Dr Yin Yin Lu : [00:49:34] Je suis d’accord avec ça dans le sens où c’est si facile. L’effondrement du contexte est une expression populaire utilisée par les chercheurs dans l’espace internet. Et il est si facile maintenant de prendre un extrait de n’importe quelle information en ligne que vous voyez, que ce soit un tweet, une vidéo ou un billet de blogue, et de le placer dans un contexte différent pour soutenir votre propre argument. Et parce que les gens ne lisent pas vraiment au-delà du titre [00:50:00], il n’est pas important de savoir ce que la source originale a dit. Ce qui compte, c’est la façon dont elle est utilisée. Je pense que c’est là que le bât blesse, c’est comme l’éducation, encore une fois, pour revenir à cela, c’est une défense contre cet usage du côté sombre de l’art de la communication.

Et, vous savez, j’ai écrit un article dans Medium il y a quelques mois intitulé “Forget Data Science. You Need Communications Lines » (“Oubliez la science des données, vous avez besoin de lignes de communication »). Si vous avez lu cet article, vous verrez que je suis une fervente défenseure de la science des données. Je suis passée par là, je l’ai pratiquée et j’adore ça. J’ai fait tout un webinaire à ce sujet. C’est incroyable. Mais bien sûr, les gens ont accroché sur le titre et ont réagi à mon article du genre : « Oh mon Dieu, regardez cette folle qui dit que nous devrions oublier la science des données. Comment ose-t-elle dire ça? » C’était en fait ma faute. J’avais joué le jeu de l’attrappe-clic, comme vous Alistair. C’était… je devais complètement, en quelque sorte, faire ça. Et la raison pour laquelle je devais le faire était ce satané cadre capitaliste dans lequel nous vivons tous, qui est de plus en plus mauvais, à cause de l’internet. Comment se fait-il que nous n’ayons pas encore parlé du capitalisme? Nous sommes dans une démocratie capitaliste. Ce n’est pas seulement une démocratie dans une bulle. C’est une démocratie capitaliste [00:51:00] et le capitalisme est en train de devenir complètement fou. Et c’est toute cette situation de « bitch qui bitch » que vous voyez sur les médias sociaux dans chaque contexte. D’accord, un capitalisme sans limites, sans entraves, et le secteur public est trop lent à rattraper son retard. C’est là que se situe le problème. Et vous ne pouvez pas attirer le talent. Je suis désolée.
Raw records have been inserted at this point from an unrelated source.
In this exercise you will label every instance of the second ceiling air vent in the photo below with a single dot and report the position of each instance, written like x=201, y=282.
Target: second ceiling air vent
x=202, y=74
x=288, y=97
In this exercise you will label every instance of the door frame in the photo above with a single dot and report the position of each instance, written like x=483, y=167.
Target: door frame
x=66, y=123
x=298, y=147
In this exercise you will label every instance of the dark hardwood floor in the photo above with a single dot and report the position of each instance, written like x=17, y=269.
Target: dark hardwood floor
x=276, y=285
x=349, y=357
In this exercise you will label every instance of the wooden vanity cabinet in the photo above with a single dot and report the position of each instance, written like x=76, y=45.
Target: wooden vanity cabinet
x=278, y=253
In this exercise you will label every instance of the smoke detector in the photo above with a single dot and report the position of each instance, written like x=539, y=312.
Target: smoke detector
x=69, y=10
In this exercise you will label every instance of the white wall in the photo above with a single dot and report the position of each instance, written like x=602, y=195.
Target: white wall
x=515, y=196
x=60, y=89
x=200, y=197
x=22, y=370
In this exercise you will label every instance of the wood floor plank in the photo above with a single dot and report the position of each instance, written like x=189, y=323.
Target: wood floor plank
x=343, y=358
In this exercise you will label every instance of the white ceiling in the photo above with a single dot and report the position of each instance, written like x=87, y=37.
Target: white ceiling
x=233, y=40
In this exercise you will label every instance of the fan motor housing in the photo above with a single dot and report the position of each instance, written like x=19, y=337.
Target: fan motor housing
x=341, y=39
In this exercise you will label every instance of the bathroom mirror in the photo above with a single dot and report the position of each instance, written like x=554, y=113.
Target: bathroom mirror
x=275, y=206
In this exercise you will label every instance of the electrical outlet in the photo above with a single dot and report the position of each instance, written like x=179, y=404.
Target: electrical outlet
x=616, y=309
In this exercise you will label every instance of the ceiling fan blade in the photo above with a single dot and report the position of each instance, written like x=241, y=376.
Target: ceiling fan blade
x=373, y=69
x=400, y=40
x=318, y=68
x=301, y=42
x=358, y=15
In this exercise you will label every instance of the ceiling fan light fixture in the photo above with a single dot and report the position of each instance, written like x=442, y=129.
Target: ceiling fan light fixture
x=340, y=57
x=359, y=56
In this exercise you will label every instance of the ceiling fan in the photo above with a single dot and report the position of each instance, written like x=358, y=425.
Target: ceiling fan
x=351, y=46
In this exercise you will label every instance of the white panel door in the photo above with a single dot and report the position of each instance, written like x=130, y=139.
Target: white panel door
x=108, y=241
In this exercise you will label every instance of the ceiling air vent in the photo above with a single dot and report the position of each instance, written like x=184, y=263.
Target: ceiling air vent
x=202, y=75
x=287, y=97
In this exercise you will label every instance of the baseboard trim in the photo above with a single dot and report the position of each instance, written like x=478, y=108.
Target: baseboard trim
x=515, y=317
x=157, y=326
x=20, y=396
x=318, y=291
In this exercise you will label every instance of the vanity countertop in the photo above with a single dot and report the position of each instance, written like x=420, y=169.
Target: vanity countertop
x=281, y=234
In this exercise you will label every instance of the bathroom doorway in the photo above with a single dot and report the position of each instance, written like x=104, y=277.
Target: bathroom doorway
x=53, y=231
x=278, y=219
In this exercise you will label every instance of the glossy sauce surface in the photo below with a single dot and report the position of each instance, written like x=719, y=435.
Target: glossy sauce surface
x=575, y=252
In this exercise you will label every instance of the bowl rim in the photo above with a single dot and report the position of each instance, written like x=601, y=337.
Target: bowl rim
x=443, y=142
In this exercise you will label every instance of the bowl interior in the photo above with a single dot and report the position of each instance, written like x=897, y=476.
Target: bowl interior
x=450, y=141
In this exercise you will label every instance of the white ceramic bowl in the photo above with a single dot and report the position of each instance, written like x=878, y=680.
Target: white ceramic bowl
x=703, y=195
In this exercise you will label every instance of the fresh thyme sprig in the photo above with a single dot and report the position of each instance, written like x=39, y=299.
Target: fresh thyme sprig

Mais le talent va à Google, à Facebook, à Airbnb. Je connais des gens très talentueux de mon Oxford Internet Institute, où j’ai fait mon doctorat, qui ont dit « Je ne travaillerais jamais pour Facebook ». Et un an plus tard, ils sont tous sur Facebook. Pourquoi? C’est évident. C’est complètement fou. Désolée. 

Jamie Joyce : [00:51:35] Non, ne vous excusez pas.

Dr Yin Yin Lu : [00:51:37] Il nous faut donc mettre en place des règles pour attirer les talents. Au fait, tout cela va prendre du temps. Et, vous savez, je suppose. Ouais. On ne peut pas juste prendre les choses hors contexte. Désolée. Je vais me calmer un peu. Je sais, d’accord.

Jamie Joyce : [00:51:51] Non, je vais en rajouter pendant que vous vous calmez. A propos de sortir les choses de leur contexte, parce qu’en fait, c’est l’une des critiques que j’adresse à la communauté des vérificateurs de faits. J’adore [00:52:00] la vérification des faits comme discipline. C’est tellement honorable et important. Cependant, je me suis souvent plainte de cas où les faits sont en fait complètement sortis de leur contexte historique ou politique pour être utilisés comme arme pour soutenir le contre-récit. Et ce qui me sidère, c’est que nous ne pouvons pas réduire la vérification des faits à une simple vérification d’une seule affirmation, n’est-ce pas? Non, nous devons vraiment accepter la complexité et examiner le contexte complet dans lequel cette information est correcte. Et puis l’autre chose que je voulais dire à propos du contexte capitaliste – donc je soupçonne que cet article d’Atlantic commentait peut-être un récent documentaire intitulé The Social Dilemma, je n’en ai aucune idée. Je ne l’ai pas lu. Mais… allez-vous confirmer, Alistair ?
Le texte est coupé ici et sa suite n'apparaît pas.